The main question I want to eventually wind up answer is part b of Corollary 2.6 in Chapter 1 of Silverman's "The Arithmetic of Elliptic Curves". The proposition is

Let $V$ be a projective variety. Then $V \cap \mathbb{A}^n$ is an affine variety and either $V \cap \mathbb{A}^n = \emptyset$ or $V = \overline{V \cap \mathbb{A}^n}$ where the bar denotes a projective closure.

Silverman claims this follows directly from Corollary 2.4 in Hartshorne, but I don't see it. I think I have a proof of this statement, using information from the proof in the aforementioned corollary in Hartshorne, and using Silverman's claim that for a projective algebraic set $V$, $V \cap \mathbb{A}^n$ is an affine algebraic set

$\mathcal{I}_a(V \cap \mathbb{A}^n) = \alpha_i(\mathcal{I}_p(V))$

where $\alpha$ denotes the dehomogenization map with respect to the variable $X_i$, and $\mathcal{I}_a$ and $\mathcal{I}_p$ are the affine ideal and projective ideal of the sets of points $V \cap \mathbb{A}^n$ and $V$ respectively (though I don't see why exactly this is true either in the case of a projective algebraic set). However, when I try to prove this claim, I wind up having to use part 2 of corollary 2.6, or else I get stuck. Here is essentially what I have:

The inclusion $\alpha_i(\mathcal{I}_p(V)) \subseteq \mathcal{I}_a(V \cap \mathbb{A}^n) = \mathcal{I}_a(\varphi_i(V \cap U_i))$ is easy ($\varphi_i$ is the homeomorphism that identifies $\mathbb{A}^n$ with each open subset $U_i$ of $\mathbb{P}^n$). Now if I take some $f \in \mathcal{I}_a(\varphi_i(V \cap U_i))$, then one can show that the homogenization of $f$ with respect to $X_i$, call it $F_i$, vanishes on every point $Q \in V \cap U_i$. However, how can one prove that this implies that $F_i$ also vanishes at every $P \in V$? I know that the only place where we potentially would have a problem would be $V \cap H_i$, where $H_i = Z_p(X_I)$, which is a Zariski closed subset. However I can't see any reason why I might not wind up with a polynomial $f$ whose homogenization might not disappear on that closed set. I've only seen one proof of this fact and the proof doesn't even make mention of this and says that the preceding statement, that $F_i(Q) = 0$ for all $Q \in V \cap U_i$ suffices to show that $F \in \mathcal{I}_p(V)$ and I'm just not seeing it. I think I must be missing something incredibly basic or something because I can't see this being that difficult.

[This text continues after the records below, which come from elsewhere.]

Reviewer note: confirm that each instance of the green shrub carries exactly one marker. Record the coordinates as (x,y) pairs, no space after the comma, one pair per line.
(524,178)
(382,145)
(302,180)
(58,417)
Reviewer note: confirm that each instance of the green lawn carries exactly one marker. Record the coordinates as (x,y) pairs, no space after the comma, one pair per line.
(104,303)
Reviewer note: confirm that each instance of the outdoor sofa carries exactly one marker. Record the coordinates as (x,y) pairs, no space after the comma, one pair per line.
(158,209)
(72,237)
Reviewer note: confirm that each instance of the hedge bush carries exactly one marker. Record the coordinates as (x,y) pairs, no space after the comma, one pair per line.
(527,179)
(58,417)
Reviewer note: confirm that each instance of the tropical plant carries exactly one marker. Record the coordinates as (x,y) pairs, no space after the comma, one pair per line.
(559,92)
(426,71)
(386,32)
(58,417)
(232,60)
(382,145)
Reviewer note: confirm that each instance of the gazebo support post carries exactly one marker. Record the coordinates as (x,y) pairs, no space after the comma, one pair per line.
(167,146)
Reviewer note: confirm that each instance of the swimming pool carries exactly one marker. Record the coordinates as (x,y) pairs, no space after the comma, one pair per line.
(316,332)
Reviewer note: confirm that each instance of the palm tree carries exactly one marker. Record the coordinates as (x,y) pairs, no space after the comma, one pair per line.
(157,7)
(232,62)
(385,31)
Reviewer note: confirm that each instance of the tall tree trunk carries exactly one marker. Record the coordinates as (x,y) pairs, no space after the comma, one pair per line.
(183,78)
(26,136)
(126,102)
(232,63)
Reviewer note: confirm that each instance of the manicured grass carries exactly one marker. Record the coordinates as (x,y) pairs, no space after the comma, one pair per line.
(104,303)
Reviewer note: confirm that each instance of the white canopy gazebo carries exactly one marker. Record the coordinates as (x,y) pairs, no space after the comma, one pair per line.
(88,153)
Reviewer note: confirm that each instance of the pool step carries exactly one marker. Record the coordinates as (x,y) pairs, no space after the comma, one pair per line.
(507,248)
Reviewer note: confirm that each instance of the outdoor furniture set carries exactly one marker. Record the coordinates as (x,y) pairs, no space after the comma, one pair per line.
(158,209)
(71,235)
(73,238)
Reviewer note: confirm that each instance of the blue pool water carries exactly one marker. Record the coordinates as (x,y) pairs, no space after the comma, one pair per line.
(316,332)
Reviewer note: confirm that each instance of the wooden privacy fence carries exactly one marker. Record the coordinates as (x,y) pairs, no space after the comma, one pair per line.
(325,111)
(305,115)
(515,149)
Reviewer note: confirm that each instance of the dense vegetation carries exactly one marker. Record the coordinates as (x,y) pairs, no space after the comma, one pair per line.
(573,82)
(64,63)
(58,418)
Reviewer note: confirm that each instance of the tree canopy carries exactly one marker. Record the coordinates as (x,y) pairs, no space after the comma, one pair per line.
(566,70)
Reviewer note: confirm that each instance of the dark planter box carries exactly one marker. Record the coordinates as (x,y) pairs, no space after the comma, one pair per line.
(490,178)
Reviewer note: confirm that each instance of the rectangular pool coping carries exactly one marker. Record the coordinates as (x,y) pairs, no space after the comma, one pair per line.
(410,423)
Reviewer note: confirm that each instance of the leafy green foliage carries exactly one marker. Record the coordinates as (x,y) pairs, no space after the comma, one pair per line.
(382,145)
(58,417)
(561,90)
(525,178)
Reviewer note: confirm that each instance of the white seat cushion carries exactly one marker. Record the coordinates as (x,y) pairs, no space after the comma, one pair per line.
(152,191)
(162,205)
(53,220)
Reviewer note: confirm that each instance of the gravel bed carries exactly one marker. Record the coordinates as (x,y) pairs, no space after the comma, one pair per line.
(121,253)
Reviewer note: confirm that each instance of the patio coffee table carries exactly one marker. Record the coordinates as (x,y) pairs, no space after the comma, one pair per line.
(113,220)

Now, I believe I can show this using topological arguments maybe easier than algebraic arguments, but for what I'm doing I'd really like to be able to show this purely algebraically. Also I would like to stick to classical methods as well as I'm not particularly well versed in the language of schemes and sheaves. Thanks in advance to anyone that can help clear this up.


1 Answer 1


I hope the following is what you are looking for in a classical and purely algebraic argument. If you don't like it, I'll delete it. It just really didn't fit in a comment.

Let $A$ be the homogeneous coordinate ring of $V$. It is a positively graded $\Bbbk$-algebra which is a quotient of $\Bbbk[X_0,\ldots,X_n]$ by the homogeneous ideal $I=\mathcal I_p(V)$, where $\Bbbk$ is your base field. Denote by $x_i$ the image of $X_i$ in $A$. Then, the affine coordinate coordinate ring of $V\cap D_+(X_i)$ is the ring $(A_{x_i})_0$, and $U_i:=D_+(X_i)\cong \mathbb A^n$ is the $i$-th standard embedding of affine space. Let us assume wlog that $i=0$ satisfies $V\cap U_0\ne \emptyset$.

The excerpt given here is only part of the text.